On 24 November 2022, Luxembourg enacted a new law on competition ("Law"), aiming to overhaul the current competition legislation and transpose into Luxembourg law Directive (EU) 2019/1 to empower the competition authorities of the Member States to be more effective enforcers and to ensure the proper functioning of the internal market ("Directive"). The Law repeals and replaces the law on competition of 23 October 2011. It is due to enter into force on 1 January 2023.
Why is it important? The Law transforms both the internal organisation and the statute of the Competition Council (Conseil de la concurrence). It becomes an "établissement public" and will be renamed "National Competition Authority" (Autorité de concurrence du Grand-Duché de Luxembourg, the "Authority"). In addition, the Law modifies the powers of the Authority during the investigation as well as certain other elements of procedure.
However, the Law does not introduce a national merger control regime. On this topic, a draft bill has been announced for Spring 2023 but this timetable may seem unlikely in view of the Parliamentary elections scheduled to take place on 8 October 2023.
What does it mean? Some of the most notable changes are analysed below.
- Change in statute of the Authority
While the current Competition Council is an independent administrative authority, the Authority, which will commence operations on 1 January 2023, will be a public corporation with legal personality and financial and administrative autonomy. This change aligns with the Directive's objective to ensure that competition authorities "have the guarantees of independence, resources, and enforcement and fining powers necessary to apply Articles 101 and 102 TFEU effectively" (Recital 3 of the Directive).
The State Information Technology Centre is responsible for the operation of the Authority's IT facilities. They are crucial for the Authority's efforts to conduct investigations, which require efficient digital means. Moreover, to remedy the issue of a lack of recruitment, State employees and State officials will both have the possibility to become investigators.
The members of the Authority's decision body (the "Collège") must have Luxembourg nationality since they will exercise prerogatives of State power.
Furthermore, the Law introduces specific provisions aiming to safeguard the impartiality and independence of the Authority. According to Article 7, the Authority has to work impartially in the interest of an effective and uniform application of the rules on anti-competitive practices. In addition, the members of the Collège and the agents have to be independent and must refuse any instructions by the government. Moreover, for a period of two years after leaving office, they cannot deal with implementation procedures that might give rise to conflicts of interest. These provisions are essential to protect the Authority from any political influence. In addition, Article 12 adds new details about the transparency of recruitment procedures and provides that "the members of the Collège are appointed on the basis of their competence and experience in competition matters".
- Framework for the handling of complaints
The Law introduces a more detailed framework for the submission and handling of complaints. For example, Article 22 provides a detailed list of information that a complaint must contain. Further, if a complaint is rejected, the Authority must now give reasons for this decision and base it on one of five possible justifications listed in Article 22 of the Law. The decision to reject a complaint may be appealed before the Administrative Tribunal, which can either annul or alter the decision (recours de pleine juridiction).

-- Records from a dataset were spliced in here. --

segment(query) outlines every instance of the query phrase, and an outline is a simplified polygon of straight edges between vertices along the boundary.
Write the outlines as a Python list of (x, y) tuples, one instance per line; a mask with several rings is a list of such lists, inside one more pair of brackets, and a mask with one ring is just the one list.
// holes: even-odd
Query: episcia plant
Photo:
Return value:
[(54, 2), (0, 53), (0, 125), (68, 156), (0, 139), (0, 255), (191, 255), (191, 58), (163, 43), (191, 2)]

- Obligation to give reasons to close a case
According to Article 35 of the Law, the Authority must state the reasons that led it to close a case. If the case originated from a complaint, the Authority must inform the plaintiff and give him the opportunity to comment before closing the case. Any such decision can only be appealed to the hierarchy and not before the Administrative Tribunal, unlike the decision to reject a complaint (see above).
- Framework for investigative powers
The Law distinguishes between the Authority's "verification" powers (pouvoirs de contrôle) and its "inspection" powers (pouvoirs d'inspection). The verification powers, laid out by Article 24 of the Law, allow the Authority, when announced, among other things, to have access to a company's premises, inquire and ask questions, but also to request the disclosure of documents and transcription of stored data. Unlike the inspection powers defined in Article 25, the verification powers are exercised by the Authority without the authorisation of a judge (except if the premises subject to verification are also used for residential purposes).

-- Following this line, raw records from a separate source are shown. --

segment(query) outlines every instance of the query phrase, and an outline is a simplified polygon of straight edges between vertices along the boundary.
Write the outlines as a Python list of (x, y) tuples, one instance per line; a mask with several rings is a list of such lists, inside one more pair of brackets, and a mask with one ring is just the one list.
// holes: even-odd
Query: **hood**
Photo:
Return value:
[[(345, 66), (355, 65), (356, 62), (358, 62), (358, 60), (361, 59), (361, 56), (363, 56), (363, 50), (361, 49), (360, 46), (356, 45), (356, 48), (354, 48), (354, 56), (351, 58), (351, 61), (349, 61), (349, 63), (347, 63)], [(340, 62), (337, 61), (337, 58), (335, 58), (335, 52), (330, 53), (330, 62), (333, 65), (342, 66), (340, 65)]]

To exercise its inspection powers, the Authority must obtain authorisation from the investigating judge (under the Law of 23 October 2011, the president of the district court was the competent judge). The judge should only order an inspection measure if it appears to be justified and proportionate to the aim pursued.

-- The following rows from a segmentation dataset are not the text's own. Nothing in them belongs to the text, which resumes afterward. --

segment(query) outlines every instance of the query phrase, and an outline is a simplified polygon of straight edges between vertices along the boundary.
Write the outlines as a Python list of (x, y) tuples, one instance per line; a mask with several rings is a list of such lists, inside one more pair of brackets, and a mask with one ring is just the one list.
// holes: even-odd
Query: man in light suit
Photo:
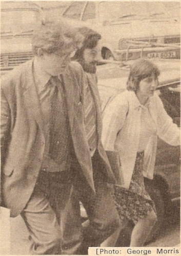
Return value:
[[(83, 224), (84, 240), (89, 241), (90, 246), (98, 246), (113, 233), (111, 229), (109, 230), (108, 228), (110, 222), (109, 214), (110, 216), (112, 213), (114, 213), (112, 216), (114, 214), (115, 216), (116, 214), (110, 189), (107, 184), (109, 181), (106, 170), (110, 168), (110, 164), (101, 142), (102, 110), (96, 75), (97, 63), (101, 58), (101, 35), (86, 27), (80, 28), (79, 32), (84, 40), (73, 60), (76, 60), (82, 66), (87, 81), (84, 102), (85, 123), (91, 156), (94, 186), (97, 196), (94, 200), (89, 197), (87, 195), (87, 188), (85, 187), (83, 182), (80, 186), (79, 180), (76, 186), (77, 198), (82, 203), (88, 217), (88, 220)], [(117, 156), (116, 152), (110, 153), (111, 154), (111, 160), (116, 163)], [(81, 188), (81, 189), (79, 188)], [(97, 233), (95, 234), (93, 227), (95, 226), (100, 227), (103, 224), (107, 227), (105, 229), (106, 234), (102, 232), (98, 235), (98, 230)], [(116, 233), (119, 232), (118, 227), (117, 225), (115, 231)], [(94, 242), (92, 237), (94, 239)], [(117, 234), (114, 235), (109, 246), (114, 246), (117, 239)]]
[[(43, 22), (34, 32), (34, 59), (2, 79), (3, 205), (11, 216), (21, 214), (33, 254), (79, 251), (82, 229), (73, 200), (74, 177), (81, 177), (91, 198), (96, 197), (85, 131), (84, 74), (78, 63), (70, 63), (77, 38), (63, 22)], [(106, 173), (108, 181), (114, 182), (108, 163)], [(76, 222), (73, 214), (77, 214)], [(109, 220), (116, 226), (116, 215)], [(101, 226), (100, 232), (105, 229)]]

In the event of an inspection, the Law governs the treatment of documents covered by attorney/client privilege. Article 26 (7) provides that the company may request the confidential treatment of such documents. If there is disagreement about the nature of the document, it is put under seal (mis sous scellé) in order to allow the company to launch an appeal against the inspection within a deadline of five days before the Council Chamber (chambre du conseil) of the Court of Appeal.
As regards the inspection of data, the Law provides that if the filtering of data proves too complicated, the data may be seized as a whole and put under seal (mis sous scellé). The seized data will be sorted in the presence of a representative of the company. If the company's data is stored outside its premises, the Authority will theoretically require a specific order by the judge in order to inspect it. When refusing access to data stored outside the premises, the company should be mindful of Articles 31 and 32 of the Law, which allow the Authority to sanction a company for lack of cooperation during the investigation.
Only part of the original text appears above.